The earth has amassed a lot of solar energy from the past in the form of fossil fuels (solar stocks). In the space of 100 years, we have plundered these solar stores by consuming far more energy than we can produce from sources such as the sun, wind, hydroelectricity and biomass (solar flows). We are now trying to stop this depletion of resources. However, we are still making two crucial mistakes: we have started to deplete the earth’s mineral resources (lithium, cobalt, copper and other rare metals) and we have started to borrow biomass from the future.
Critical mineral reserves are more likely to run out first than fossil fuels, even in this century. And cutting down and burning trees releases more CO2 than burning coal. Newly planted trees would absorb this CO2 again in 30 years, but that’s a lot like a 30-year mortgage. Do something you can’t afford now, but do it anyway by borrowing future resources. This involves risks and costs money.

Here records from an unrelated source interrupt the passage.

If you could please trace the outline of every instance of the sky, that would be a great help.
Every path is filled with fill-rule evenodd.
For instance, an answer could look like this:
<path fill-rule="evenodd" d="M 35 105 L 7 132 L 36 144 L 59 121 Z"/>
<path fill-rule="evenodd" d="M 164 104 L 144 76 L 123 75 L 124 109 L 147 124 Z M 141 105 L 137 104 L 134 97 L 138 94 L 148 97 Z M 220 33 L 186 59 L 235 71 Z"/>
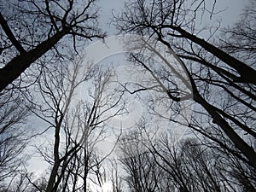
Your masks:
<path fill-rule="evenodd" d="M 208 0 L 211 1 L 211 0 Z M 249 0 L 217 0 L 216 10 L 224 10 L 221 12 L 217 18 L 222 18 L 223 26 L 233 24 L 238 20 L 239 15 L 244 6 L 249 2 Z M 101 7 L 100 15 L 100 27 L 103 31 L 106 31 L 108 36 L 113 36 L 117 33 L 114 26 L 110 24 L 112 12 L 118 13 L 123 7 L 125 0 L 99 0 L 98 4 Z M 212 1 L 213 2 L 213 1 Z M 31 160 L 30 168 L 31 170 L 38 170 L 39 160 Z M 42 167 L 41 171 L 46 167 Z"/>
<path fill-rule="evenodd" d="M 239 19 L 241 11 L 250 0 L 216 0 L 216 11 L 219 13 L 217 18 L 221 18 L 223 26 L 231 25 Z M 119 13 L 123 8 L 125 0 L 99 0 L 101 7 L 100 26 L 106 30 L 108 36 L 115 35 L 117 31 L 113 25 L 110 25 L 112 12 Z M 209 4 L 212 4 L 214 0 L 207 0 Z"/>

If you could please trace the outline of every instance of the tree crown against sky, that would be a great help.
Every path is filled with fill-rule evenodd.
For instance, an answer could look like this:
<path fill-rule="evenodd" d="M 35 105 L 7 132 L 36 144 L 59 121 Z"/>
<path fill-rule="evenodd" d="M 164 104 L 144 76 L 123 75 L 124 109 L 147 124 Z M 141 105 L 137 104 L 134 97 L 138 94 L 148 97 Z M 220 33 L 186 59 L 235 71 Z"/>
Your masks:
<path fill-rule="evenodd" d="M 95 1 L 82 3 L 26 0 L 5 3 L 12 8 L 10 12 L 1 9 L 1 55 L 4 61 L 0 80 L 4 83 L 1 83 L 0 107 L 4 110 L 0 113 L 0 133 L 4 139 L 0 149 L 9 156 L 2 155 L 0 168 L 6 175 L 0 177 L 14 178 L 9 186 L 3 188 L 86 191 L 94 183 L 104 191 L 103 183 L 108 177 L 116 192 L 122 191 L 120 183 L 137 192 L 254 191 L 255 3 L 251 1 L 235 26 L 218 28 L 215 24 L 201 25 L 204 16 L 214 17 L 215 1 L 210 4 L 203 0 L 126 1 L 112 22 L 120 33 L 149 38 L 138 39 L 136 44 L 130 39 L 128 46 L 133 49 L 128 59 L 140 69 L 137 73 L 150 74 L 152 82 L 137 82 L 138 90 L 128 91 L 131 97 L 137 95 L 147 104 L 148 113 L 144 124 L 142 120 L 135 125 L 137 132 L 118 137 L 121 158 L 117 160 L 118 166 L 111 162 L 111 166 L 103 166 L 105 158 L 93 147 L 97 139 L 105 139 L 99 137 L 104 130 L 92 131 L 108 126 L 108 117 L 101 116 L 106 111 L 100 108 L 109 104 L 122 107 L 125 103 L 122 94 L 128 87 L 118 82 L 121 85 L 118 96 L 114 94 L 117 89 L 113 94 L 104 94 L 110 78 L 106 73 L 96 73 L 97 70 L 75 80 L 76 72 L 81 73 L 81 68 L 76 68 L 78 61 L 73 60 L 73 54 L 81 53 L 84 39 L 105 36 L 97 24 L 100 12 Z M 216 32 L 218 31 L 221 33 Z M 158 51 L 158 46 L 168 51 Z M 143 51 L 151 51 L 151 55 L 143 55 Z M 173 67 L 172 57 L 184 70 L 186 79 Z M 70 70 L 72 66 L 77 70 Z M 86 67 L 90 68 L 90 63 Z M 95 89 L 89 91 L 91 99 L 72 108 L 76 84 L 91 78 L 96 80 L 91 84 Z M 180 82 L 184 86 L 189 84 L 186 91 L 179 89 Z M 181 103 L 189 100 L 193 101 L 194 108 L 188 108 L 191 112 L 188 119 L 181 113 Z M 159 113 L 159 106 L 166 113 Z M 123 107 L 118 112 L 125 112 Z M 38 135 L 53 131 L 49 134 L 51 144 L 37 148 L 42 160 L 49 165 L 39 180 L 24 168 L 24 160 L 15 153 L 26 149 L 26 144 L 31 141 L 29 137 L 18 137 L 24 133 L 26 124 L 15 129 L 31 113 L 49 125 Z M 175 125 L 185 125 L 190 131 L 189 137 L 195 138 L 184 137 L 172 145 L 172 134 L 167 131 L 154 141 L 147 122 L 154 115 L 160 121 L 172 122 L 170 131 Z M 182 118 L 183 121 L 179 121 Z M 160 121 L 154 125 L 160 128 Z M 91 133 L 90 141 L 88 137 L 83 137 L 88 132 Z M 140 135 L 142 132 L 144 135 Z M 15 145 L 16 148 L 7 148 Z M 137 151 L 141 148 L 143 153 Z M 6 169 L 6 161 L 18 162 L 13 172 Z M 118 172 L 119 166 L 125 173 Z M 111 168 L 108 175 L 107 170 Z"/>

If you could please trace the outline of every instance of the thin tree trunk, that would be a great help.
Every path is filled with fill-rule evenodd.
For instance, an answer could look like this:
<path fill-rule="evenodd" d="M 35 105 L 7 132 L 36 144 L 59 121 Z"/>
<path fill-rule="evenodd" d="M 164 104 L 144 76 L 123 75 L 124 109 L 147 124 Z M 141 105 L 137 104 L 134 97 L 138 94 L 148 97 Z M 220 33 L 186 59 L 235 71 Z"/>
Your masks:
<path fill-rule="evenodd" d="M 240 61 L 239 60 L 230 55 L 226 52 L 205 41 L 204 39 L 200 38 L 193 34 L 190 34 L 189 32 L 186 32 L 181 27 L 173 26 L 171 25 L 164 26 L 164 27 L 169 27 L 180 32 L 180 34 L 183 38 L 186 38 L 191 40 L 192 42 L 201 45 L 206 50 L 209 51 L 213 55 L 217 56 L 218 59 L 228 64 L 230 67 L 236 69 L 241 75 L 240 79 L 238 80 L 239 82 L 251 83 L 256 84 L 256 71 L 251 67 Z"/>
<path fill-rule="evenodd" d="M 28 52 L 20 53 L 15 57 L 5 67 L 0 69 L 0 92 L 14 80 L 15 80 L 32 63 L 40 58 L 44 54 L 49 50 L 56 43 L 69 32 L 68 27 L 49 38 L 46 41 L 39 44 L 33 49 Z"/>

CO2, however, is not money. CO2 from burning trees and coal is chemically identical and is now being released into the air and causing global warming. There is only one type of CO2, and there is nothing that can be borrowed in the future. It is a pure error.
We cannot continue to plunder the past, because the reserves will one day run out. We also cannot continue to borrow in the future, because this house of cards will also collapse one day. Complex Energy Subsidies and CO2 accounting won’t change that. We must halve our energy consumption no matter what. At least the looting and borrowing will slow down, and we will buy time to adapt society without lurching from crisis to crisis.